Generic concerns from me:

  • This does not scale beyond a single out of tree project controlling the entire Python environment by providing the mlir native libraries and its project libraries (i.e. circt). If another MLIR project wanted to co-exist, it would need to be built against the same installed MLIR libraries.
  • The compatibility rules for pybind11 to interop at the C++ level between multiple shared-library extensions are arcane and hard to satisfy for things not intimately built together (i.e. basically the tuple of (compiler, standard library, compile options, etc) all have to match and are checked specifically. Penalty for violation is that the types at the Python level are actually forked (the binding is actually stored in a dict in the Python builtin module with a key hard-coded to the above parameters). This usually causes chaos to ensue and is not completely obvious.
  • We still have the lingering TypeID linkage issue (I've been hunting it down for 6 months and haven't run it to ground completely yet). This will work one day and not the next, based on past experience. This bug unfortunately can happen when you obey all of the other rules. I have to assume we'll track it down eventually...
  • Other projects who have gone down this path have eventually had to grow a platform specific loader stub which can adapt things at runtime and work around issues that come from distributing binaries.
  • Those other projects have typically also had to embrace a deployment strategy that lets them pip install headers/dev libraries and rework end projects to build against that (which provides a bit of a source of truth to make sure everything is at the same revision/config options/etc). LLVM's source instability will hurt here since we have very limited and unpredictable compatibility windows between projects.
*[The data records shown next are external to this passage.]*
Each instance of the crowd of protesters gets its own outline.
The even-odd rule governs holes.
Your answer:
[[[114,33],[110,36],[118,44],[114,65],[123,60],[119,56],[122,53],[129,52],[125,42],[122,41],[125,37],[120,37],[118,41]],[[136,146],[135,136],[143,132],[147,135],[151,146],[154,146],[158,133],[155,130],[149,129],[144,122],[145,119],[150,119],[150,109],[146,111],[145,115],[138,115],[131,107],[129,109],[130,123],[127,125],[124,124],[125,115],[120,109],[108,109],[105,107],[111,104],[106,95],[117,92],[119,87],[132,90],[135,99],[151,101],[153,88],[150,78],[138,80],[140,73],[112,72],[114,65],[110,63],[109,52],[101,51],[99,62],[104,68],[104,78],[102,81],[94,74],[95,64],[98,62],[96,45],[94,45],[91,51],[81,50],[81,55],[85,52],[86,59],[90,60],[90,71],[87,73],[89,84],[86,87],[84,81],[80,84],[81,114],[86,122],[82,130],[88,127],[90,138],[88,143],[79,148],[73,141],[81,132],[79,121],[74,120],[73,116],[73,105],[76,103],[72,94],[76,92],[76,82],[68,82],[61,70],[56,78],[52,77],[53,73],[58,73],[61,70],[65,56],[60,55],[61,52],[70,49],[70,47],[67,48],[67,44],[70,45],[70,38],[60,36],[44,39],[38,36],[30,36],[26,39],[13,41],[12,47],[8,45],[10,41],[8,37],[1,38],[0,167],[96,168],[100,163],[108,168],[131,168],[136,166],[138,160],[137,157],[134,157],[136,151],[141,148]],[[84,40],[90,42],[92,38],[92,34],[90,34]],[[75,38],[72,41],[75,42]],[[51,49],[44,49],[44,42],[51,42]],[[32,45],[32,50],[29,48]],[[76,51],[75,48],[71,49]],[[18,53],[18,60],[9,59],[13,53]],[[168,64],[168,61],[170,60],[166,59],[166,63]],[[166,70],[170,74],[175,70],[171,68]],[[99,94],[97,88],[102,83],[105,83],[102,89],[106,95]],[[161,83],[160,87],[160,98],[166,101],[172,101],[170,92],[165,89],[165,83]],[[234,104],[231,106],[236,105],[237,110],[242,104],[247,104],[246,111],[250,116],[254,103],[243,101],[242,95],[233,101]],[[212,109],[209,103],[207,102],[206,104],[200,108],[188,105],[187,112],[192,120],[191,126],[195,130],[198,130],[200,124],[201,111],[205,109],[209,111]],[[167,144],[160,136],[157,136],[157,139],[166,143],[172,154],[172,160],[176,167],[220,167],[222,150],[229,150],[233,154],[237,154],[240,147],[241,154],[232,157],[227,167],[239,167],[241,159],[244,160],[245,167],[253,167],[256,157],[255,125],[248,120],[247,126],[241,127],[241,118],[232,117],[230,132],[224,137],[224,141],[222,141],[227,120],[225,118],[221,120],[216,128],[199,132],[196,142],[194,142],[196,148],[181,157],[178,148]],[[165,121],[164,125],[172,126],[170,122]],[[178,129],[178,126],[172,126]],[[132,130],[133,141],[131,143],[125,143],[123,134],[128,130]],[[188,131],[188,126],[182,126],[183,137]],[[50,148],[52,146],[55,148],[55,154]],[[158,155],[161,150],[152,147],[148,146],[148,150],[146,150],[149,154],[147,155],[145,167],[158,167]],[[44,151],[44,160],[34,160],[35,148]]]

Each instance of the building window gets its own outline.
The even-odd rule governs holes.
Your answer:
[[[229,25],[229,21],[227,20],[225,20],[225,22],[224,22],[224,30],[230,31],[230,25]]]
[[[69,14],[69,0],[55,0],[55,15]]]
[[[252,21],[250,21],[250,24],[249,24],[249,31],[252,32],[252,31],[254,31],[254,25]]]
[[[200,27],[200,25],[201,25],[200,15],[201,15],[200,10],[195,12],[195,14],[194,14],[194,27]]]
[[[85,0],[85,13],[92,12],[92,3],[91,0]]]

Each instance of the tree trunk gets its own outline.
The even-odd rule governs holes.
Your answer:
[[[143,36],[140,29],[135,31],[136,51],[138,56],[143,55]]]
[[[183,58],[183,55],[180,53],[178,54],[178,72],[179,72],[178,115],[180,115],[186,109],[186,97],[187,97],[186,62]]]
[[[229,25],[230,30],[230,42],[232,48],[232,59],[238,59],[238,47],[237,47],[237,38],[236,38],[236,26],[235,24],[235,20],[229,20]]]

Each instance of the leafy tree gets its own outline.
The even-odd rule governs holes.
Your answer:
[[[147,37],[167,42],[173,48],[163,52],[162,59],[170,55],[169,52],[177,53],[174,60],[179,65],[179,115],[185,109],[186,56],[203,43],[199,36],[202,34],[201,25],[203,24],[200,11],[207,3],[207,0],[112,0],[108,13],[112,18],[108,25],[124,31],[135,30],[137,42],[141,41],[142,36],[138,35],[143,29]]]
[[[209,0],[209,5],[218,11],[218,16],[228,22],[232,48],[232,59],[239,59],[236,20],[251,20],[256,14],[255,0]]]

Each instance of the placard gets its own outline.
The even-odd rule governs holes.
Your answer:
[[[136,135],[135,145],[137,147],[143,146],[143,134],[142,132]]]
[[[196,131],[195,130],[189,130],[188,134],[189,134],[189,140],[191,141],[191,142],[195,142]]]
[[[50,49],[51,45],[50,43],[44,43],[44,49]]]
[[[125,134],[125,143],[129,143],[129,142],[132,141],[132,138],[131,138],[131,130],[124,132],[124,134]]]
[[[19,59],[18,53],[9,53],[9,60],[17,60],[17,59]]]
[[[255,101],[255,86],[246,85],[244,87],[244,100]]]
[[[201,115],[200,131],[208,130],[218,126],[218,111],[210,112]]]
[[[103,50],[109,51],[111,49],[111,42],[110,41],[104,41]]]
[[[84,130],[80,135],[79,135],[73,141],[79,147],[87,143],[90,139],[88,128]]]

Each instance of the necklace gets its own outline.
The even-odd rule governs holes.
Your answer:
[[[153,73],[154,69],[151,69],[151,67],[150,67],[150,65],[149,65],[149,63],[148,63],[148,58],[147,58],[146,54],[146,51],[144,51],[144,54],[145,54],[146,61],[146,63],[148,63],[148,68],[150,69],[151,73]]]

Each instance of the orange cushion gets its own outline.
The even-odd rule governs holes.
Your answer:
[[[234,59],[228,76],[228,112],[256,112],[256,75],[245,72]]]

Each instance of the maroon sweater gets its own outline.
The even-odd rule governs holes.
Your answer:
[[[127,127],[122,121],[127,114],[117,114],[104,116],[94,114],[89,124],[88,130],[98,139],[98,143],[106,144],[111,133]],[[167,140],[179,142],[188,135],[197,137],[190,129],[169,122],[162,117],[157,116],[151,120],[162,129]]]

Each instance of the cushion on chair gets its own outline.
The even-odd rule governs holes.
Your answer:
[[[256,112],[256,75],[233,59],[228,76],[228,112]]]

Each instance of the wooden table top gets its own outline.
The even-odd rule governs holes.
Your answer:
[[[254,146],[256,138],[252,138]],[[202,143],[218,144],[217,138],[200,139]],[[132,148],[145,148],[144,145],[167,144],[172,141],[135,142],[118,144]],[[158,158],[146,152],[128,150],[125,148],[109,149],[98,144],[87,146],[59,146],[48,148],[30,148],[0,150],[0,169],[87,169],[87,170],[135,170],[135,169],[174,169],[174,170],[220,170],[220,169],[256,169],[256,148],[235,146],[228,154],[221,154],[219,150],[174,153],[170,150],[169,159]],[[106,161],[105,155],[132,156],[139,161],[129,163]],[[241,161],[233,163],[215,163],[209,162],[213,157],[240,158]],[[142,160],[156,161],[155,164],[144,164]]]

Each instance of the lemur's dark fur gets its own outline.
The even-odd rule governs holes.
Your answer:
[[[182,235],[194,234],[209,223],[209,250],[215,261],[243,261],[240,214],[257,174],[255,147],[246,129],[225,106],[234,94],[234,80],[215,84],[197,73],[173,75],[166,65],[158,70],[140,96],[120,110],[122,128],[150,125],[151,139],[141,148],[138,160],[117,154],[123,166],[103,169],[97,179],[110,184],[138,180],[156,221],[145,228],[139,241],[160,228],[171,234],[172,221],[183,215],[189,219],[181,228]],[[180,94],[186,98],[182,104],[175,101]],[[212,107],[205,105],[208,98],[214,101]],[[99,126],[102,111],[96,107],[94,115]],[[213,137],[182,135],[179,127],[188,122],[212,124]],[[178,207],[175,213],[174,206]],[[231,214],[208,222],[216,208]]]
An answer that neatly side-steps this for projects like circt and npcomp, which merely want to use MLIR for their own ends, and have limited benefit from joining on a single shared installation, is to move the MLIR Python binding in a direction so that it can be *privately embedded* in such a project (i.e. as an circt.mlir private module vs a shared dependency on mlir). I've tried to keep the source tree in a rough shape to make such an evolution practical at some point, but it would be definite work.

Thanks @stellaraccident. So I assume you'd be opposed to making this a real public API by moving some of the python headers into 'mlir/include'? I was going to do that next since as of now, it's quite awkward to #include in out-of-tree code.

I'm not opposed, but I am advising caution: the distance between doing this and real, unsolvable problems, is really short.